Organized by two local residents and incredibly wonderful guys, Paul Somers (artist, poet, filmmaker and educator) and Tim Estep, (TimeStepFilms), The Super Gr8 Film Festival is a community-organized event that featured 48 super 8 short films (shown over two nights) made by local filmmakers. Many of the filmmakers had never made a short film before this event.

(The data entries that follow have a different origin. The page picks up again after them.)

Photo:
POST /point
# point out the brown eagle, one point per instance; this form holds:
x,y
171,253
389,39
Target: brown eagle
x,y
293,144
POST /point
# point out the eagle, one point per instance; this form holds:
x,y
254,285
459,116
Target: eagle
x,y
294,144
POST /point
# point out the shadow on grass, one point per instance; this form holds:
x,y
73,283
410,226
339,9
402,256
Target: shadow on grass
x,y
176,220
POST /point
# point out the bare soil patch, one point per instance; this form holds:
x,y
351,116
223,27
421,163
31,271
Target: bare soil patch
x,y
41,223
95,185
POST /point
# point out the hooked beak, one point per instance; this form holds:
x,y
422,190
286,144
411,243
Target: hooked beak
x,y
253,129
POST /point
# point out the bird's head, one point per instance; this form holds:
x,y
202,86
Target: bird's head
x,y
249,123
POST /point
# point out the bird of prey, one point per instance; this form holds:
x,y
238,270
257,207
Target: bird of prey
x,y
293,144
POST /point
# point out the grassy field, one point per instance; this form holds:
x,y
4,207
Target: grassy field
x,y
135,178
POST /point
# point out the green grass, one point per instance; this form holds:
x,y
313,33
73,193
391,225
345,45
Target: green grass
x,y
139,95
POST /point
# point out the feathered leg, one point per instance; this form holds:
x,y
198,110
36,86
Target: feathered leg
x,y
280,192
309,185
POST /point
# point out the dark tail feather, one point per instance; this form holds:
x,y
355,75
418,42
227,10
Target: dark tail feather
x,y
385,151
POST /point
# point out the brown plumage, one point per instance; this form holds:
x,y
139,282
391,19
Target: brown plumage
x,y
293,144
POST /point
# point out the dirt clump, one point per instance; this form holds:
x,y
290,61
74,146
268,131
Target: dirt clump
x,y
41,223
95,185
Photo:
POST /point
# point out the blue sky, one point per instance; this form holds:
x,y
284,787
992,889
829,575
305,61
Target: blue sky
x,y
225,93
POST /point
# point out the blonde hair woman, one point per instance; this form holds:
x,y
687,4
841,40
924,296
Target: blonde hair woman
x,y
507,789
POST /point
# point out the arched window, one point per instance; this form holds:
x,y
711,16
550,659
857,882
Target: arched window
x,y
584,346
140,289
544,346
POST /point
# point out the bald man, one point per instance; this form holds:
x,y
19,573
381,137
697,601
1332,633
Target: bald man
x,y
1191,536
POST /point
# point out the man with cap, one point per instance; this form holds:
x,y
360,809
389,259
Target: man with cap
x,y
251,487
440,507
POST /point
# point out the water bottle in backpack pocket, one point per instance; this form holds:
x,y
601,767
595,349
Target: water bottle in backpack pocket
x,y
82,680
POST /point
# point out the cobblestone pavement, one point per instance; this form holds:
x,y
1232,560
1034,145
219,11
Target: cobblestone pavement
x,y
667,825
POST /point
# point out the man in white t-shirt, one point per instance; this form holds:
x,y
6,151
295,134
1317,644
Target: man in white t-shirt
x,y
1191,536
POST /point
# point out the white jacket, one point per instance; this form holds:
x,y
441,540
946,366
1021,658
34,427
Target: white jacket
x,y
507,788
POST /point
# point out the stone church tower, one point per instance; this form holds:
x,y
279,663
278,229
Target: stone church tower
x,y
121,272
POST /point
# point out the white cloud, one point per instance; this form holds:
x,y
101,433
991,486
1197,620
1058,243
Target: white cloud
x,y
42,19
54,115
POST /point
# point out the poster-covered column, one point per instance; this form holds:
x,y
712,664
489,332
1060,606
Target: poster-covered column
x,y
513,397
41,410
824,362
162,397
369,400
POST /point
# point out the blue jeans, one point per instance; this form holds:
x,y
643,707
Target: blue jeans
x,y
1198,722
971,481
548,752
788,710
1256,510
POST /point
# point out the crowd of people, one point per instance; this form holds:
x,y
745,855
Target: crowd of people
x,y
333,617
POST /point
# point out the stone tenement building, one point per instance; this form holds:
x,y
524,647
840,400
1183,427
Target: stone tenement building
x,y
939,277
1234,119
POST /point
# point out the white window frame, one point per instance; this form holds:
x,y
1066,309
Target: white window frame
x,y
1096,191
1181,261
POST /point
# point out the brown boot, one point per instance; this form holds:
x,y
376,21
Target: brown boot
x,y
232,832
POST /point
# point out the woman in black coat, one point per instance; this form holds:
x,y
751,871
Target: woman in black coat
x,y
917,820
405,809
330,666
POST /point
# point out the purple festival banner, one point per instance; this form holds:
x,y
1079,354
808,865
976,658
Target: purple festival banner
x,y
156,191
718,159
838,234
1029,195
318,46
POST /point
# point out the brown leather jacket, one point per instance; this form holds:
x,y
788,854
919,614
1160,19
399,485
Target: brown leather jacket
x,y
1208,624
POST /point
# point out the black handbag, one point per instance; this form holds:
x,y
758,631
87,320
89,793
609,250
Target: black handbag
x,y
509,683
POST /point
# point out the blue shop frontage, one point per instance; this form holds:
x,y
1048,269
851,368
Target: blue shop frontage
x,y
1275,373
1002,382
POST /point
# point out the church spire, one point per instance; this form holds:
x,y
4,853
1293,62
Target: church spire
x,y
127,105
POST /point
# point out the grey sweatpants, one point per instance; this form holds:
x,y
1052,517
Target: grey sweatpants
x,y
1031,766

In August of this year, Tim and Paul asked Pro8mm if we could sponsor the event and attend the festival. We were thrilled and honored to do so, as this festival is one of the first to used Pro8mm workflows entirely. Paul and Tim bought 48 rolls of film ½ Super8/66 Tri-X and ½ Pro8/13 Tungsten for the festival participants, all processed and scanned on the M2 at Pro8. As a sponsor we also added The Power of Super 8 Film Seminar to the agenda the day before the festival. This pre- event was held on campus at J.M.U. where we were joined by award winning wedding super 8 filmmaker and photographer Kate Headley who drove down from Washington D.C. to speak to an enthusiastic and engaging audience.
All the short films, approximately 3.5 minutes in length were edited in-camera, with-out sound. Each filmmaker then created an original soundtrack for his or her short film. This in some cases included live performances during the screening. This festival is unique in that none of the filmmakers get to see their finished films until the night of the festival screenings.
The screening was held over two nights at the Court Square Theatre to a packed, sold-out house. The topics covered in the films were as diverse as you could possibly imagine and they were absolutely fantastic! The panel of judges voted, and then the audience also voted for an audience favorite. The first night featured the black and white films and the second evening color negative super 8 film. An after party and awards ceremony will follow the screenings each night.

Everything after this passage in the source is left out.